OOP Design: Overriding parent's settings

How do you elegantly override a parent class’ settings and make use of them in inherited code? This isn’t particular to Xojo.

Let’s say I have a Canvas class with a long paint event. Call the class Flower. It has a colour constant used to paint the flower white.

I make a subclass called RedFlower. It overrides the colour constant to be red.

I don’t want to copy and paste the paint event. However, when my RedFlower calls paint, it used the parent’s paint event and also the parent’s white colour because the event is running in the parent.

How can the child use its own settings and elegantly use the parent’s paint event? (Assume there are many other settings/constants.)

Would it be better to use encapsulation and simply have a Flower class have a copy of a settings object passed in on construction?

Is there a more elegant design?

The constant is an issue. If you had a property in the parent for color then it should pick it up. The subclass will set the property (thus overriding the parent). The possibility also exists for an event to come into play but that might be overkill.

It’s an intriguing question. I would think that it would be fairly simple to test in a very small project.

[quote=135119:@Stephen Dodd]How do you elegantly override a parent class’ settings and make use of them in inherited code? This isn’t particular to Xojo.

Let’s say I have a Canvas class with a long paint event. Call the class Flower. It has a colour constant used to paint the flower white.

I make a subclass called RedFlower. It overrides the colour constant to be red.

I don’t want to copy and paste the paint event. However, when my RedFlower calls paint, it used the parent’s paint event and also the parent’s white colour because the event is running in the parent.

How can the child use its own settings and elegantly use the parent’s paint event? (Assume there are many other settings/constants.)

Would it be better to use encapsulation and simply have a Flower class have a copy of a settings object passed in on construction?

Is there a more elegant design?[/quote]

In Xojo at best it shadows it
IF you want things to be overridable then you need something that provides that capability
In Xojo thats methods

So in your case your Parent has a PRIVATE constant of its own - kMyDefaultColor = &cFF0000
But its NOT accessed directly
You use a getter - DefaultColor() as Color

Then your subclass can override that with its own PRIVATE constant - kMyDefaultColor = &c0000FF
And it implements DefaultColor() as Color to return kMyDefaultColor

And you’re off

@Bob Keeney It is interesting, isn’t it? I can do OOP for years and still learn new stuff every week. BTW, looks like properties are treated the same as constants. The parent class always calls its own stuff.

@Norman Good workaround!

Pity that you end up with a bunch of getters. I wonder what kind of performance hit you get from a paint routine using getters instead of constants for a bunch of values.

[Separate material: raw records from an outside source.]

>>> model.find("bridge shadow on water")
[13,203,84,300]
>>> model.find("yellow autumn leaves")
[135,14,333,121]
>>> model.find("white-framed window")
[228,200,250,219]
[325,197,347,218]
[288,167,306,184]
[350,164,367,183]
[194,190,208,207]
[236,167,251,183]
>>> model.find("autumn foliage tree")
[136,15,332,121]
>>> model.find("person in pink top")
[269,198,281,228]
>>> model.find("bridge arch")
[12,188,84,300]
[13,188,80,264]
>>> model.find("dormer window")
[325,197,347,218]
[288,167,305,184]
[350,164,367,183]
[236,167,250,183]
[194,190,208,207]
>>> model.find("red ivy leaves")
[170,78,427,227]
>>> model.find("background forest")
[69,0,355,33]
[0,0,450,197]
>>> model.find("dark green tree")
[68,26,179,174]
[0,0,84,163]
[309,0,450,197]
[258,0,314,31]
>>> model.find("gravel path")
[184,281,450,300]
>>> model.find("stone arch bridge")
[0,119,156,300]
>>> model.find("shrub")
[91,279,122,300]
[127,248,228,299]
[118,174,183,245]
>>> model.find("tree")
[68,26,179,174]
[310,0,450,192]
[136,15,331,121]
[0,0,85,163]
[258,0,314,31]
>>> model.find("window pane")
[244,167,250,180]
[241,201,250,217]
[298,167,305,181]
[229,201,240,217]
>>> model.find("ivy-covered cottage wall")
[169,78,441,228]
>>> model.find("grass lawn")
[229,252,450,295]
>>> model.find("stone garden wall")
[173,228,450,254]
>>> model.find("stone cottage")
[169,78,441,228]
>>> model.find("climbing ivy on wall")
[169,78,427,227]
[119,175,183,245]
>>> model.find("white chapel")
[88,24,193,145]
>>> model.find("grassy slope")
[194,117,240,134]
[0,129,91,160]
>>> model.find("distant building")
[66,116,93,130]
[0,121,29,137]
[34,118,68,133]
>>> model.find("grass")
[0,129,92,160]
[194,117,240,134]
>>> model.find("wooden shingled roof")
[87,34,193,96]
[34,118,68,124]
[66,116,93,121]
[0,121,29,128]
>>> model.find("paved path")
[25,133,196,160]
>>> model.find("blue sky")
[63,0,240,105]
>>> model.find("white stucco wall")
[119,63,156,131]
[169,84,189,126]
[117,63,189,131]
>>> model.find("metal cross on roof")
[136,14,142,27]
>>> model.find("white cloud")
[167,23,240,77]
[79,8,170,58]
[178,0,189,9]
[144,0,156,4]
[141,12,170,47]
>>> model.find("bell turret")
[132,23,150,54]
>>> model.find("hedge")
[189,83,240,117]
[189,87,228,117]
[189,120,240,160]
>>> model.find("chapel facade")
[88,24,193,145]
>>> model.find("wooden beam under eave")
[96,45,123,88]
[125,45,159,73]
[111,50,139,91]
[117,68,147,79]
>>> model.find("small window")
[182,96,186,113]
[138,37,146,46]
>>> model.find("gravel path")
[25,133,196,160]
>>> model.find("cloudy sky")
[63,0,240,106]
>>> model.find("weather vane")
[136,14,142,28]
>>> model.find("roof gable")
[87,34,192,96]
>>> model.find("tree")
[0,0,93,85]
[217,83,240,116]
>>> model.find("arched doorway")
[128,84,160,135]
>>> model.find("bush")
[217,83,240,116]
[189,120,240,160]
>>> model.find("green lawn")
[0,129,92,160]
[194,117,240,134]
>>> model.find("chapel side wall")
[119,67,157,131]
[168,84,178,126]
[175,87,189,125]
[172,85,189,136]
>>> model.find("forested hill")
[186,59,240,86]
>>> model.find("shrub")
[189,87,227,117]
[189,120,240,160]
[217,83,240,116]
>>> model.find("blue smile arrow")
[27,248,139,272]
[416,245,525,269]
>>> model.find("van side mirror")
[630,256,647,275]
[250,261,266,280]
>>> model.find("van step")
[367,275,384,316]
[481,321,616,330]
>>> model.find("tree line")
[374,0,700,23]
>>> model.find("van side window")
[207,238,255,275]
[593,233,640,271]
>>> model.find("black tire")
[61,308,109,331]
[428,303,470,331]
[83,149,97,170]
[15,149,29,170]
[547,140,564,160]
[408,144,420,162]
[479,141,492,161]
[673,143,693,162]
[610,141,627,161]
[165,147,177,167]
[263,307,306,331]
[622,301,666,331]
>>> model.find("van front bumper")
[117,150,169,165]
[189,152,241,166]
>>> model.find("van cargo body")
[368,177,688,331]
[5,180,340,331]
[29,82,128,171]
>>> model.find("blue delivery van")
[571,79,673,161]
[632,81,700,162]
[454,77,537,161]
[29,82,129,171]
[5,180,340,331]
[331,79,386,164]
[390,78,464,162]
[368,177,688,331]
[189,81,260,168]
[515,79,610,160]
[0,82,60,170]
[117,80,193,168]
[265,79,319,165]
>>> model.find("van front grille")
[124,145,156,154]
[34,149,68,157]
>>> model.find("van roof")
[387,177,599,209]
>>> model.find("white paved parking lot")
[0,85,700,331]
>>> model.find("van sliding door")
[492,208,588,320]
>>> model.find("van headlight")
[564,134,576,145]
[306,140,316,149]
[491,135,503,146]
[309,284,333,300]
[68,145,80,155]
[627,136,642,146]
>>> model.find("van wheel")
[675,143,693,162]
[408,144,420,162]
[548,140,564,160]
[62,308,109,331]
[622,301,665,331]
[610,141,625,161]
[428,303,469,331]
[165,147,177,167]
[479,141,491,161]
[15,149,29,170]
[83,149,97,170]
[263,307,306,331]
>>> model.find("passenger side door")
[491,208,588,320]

If I’m going to use getters, I’m tempted to not subclass and just have the paint event reference an object thats loaded with all the settings.

BTW, what I’m actually doing is making custom ListBox rows. Each listbox row stores an object and references that object for the contents and to do various background and foreground paints. There are of course different kinds of rows. Now the listbox can easily custom paint itself.

That’s why I love doing the training videos on topics I’m not exceptionally conversant in. I learn something new every week.

I wouldn’t worry too much about this. We’re doing this in a number of placed in FTC (which is huge) and it doesn’t seem to affect anything. It’s not like you’ll be doing any calculations in the getters, it’s simply returning a value.

This sounds like the perfect time to use a protected property with a default colour set in the base class (parent), with the sub-class setting the property to a new colour value in the constructor.